Napoli-Barcellona è stato senz'altro il match clou tra quelli delle squadre italiane negli ottavi di finale di Champions League. Al San Paolo la partita è finita 1-1. Sugli spalti i tifosi della squadra di casa sono stati calorosissimi, ma non c'è stato il tutto esaurito. Il club di De Laurentiis, in un lungo comunicato apparso sul sito ufficiale, ha motivato il mancato pienone con la concomitanza della partitissima in diretta tv in chiaro. L'incontro tra Napoli e Barcellona è stato trasmesso in diretta, oltre che su Sky, anche su Canale 5.

Il Napoli spiega perché non c'è stato il tutto esaurito per la sfida di Champions con il Barcellona

La società partenopea ha provato a spiegare perché non c'è stato il sold out nella partitissima con il Barcellona. E il problema, per il club azzurro, è stato rappresentato dalla trasmissione in diretta in chiaro dell'incontro di Champions.
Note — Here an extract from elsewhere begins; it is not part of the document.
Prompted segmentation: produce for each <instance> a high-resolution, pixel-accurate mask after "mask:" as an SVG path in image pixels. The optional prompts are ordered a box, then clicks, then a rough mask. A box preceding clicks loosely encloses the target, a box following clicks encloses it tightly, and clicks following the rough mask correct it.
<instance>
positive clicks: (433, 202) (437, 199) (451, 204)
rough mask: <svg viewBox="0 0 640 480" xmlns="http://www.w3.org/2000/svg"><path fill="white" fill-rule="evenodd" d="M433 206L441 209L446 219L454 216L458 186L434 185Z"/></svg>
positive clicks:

E come soluzione il Napoli propone che in diretta tv sui canali in chiaro vadano in onda solamente partite giocate fuori casa dalle squadre italiane:

Per quanto riguarda poi le presenze di ieri al San Paolo, la concomitanza della trasmissione in chiaro su Canale 5 (per il futuro sarebbe più saggio vendere  i diritti del  chiaro solo per le partite in trasferta) non ha certamente aiutato il possibile sold out, che probabilmente non ci sarebbe stato nemmeno nelle partite di altre squadre che, pur applicando prezzi doppi o tripli rispetto al Napoli, in passato hanno riempito stadi da 75.000 posti senza avere, però, la trasmissione del match in chiaro.

Ascolti notevoli per Napoli-Barcellona

Nello stesso comunicato il Napoli ci tiene a sottolineare, che sommando gli ascolti di Sky e Canale 5, oltre 7 milioni e mezzo di telespettatori hanno seguito l'incontro con il Barcellona, e mancano ancora una serie di dati, cioè quelli dello streaming e quelli di tutti gli altri paesi in cui è stata trasmessa questa partita:

In attesa dei dati a livello mondiale, che saranno disponibili nei prossimi giorni, l’audience nazionale di Napoli-Barcellona è straordinario. La partita, trasmessa sia in chiaro su Canale 5 che in pay tv su Sky, ha visto uno share complessivo del 28,7 pct. Un risultato che si commenta da solo.

Su Canale 5 i telespettatori sono stati 6,4 milioni. Su Sky l'audience medio è stato di 1,22 milioni con 2,49 milioni di contatti unici (telespettatori che sono stati collegati non per tutta la partita). A questi dati vanno aggiunti quelli di Diretta Gol Champions con altri 184.000 telespettatori e quelli che hanno visto la partita attraverso Sky Go e Now Tv, cioè lo streaming non conteggiato da Auditel.

Questi dati, ai quali si aggiungeranno certamente milioni di telespettatori nel mondo tra diretta e differita, dimostrano come sia sbagliato considerare solo le presenze allo stadio come termometro di interesse generale. Non che lo stadio non sia importante, soprattutto per la spinta che il tifo può dare alla propria squadra e per lo spettacolo bellissimo di uno stadio gremito, ma i numeri dello stadio virtuale rispetto a quello reale sono implacabili. E lo stadio virtuale, per il calcio, non è certamente solo il recente passato e il presente, ma è soprattutto il futuro.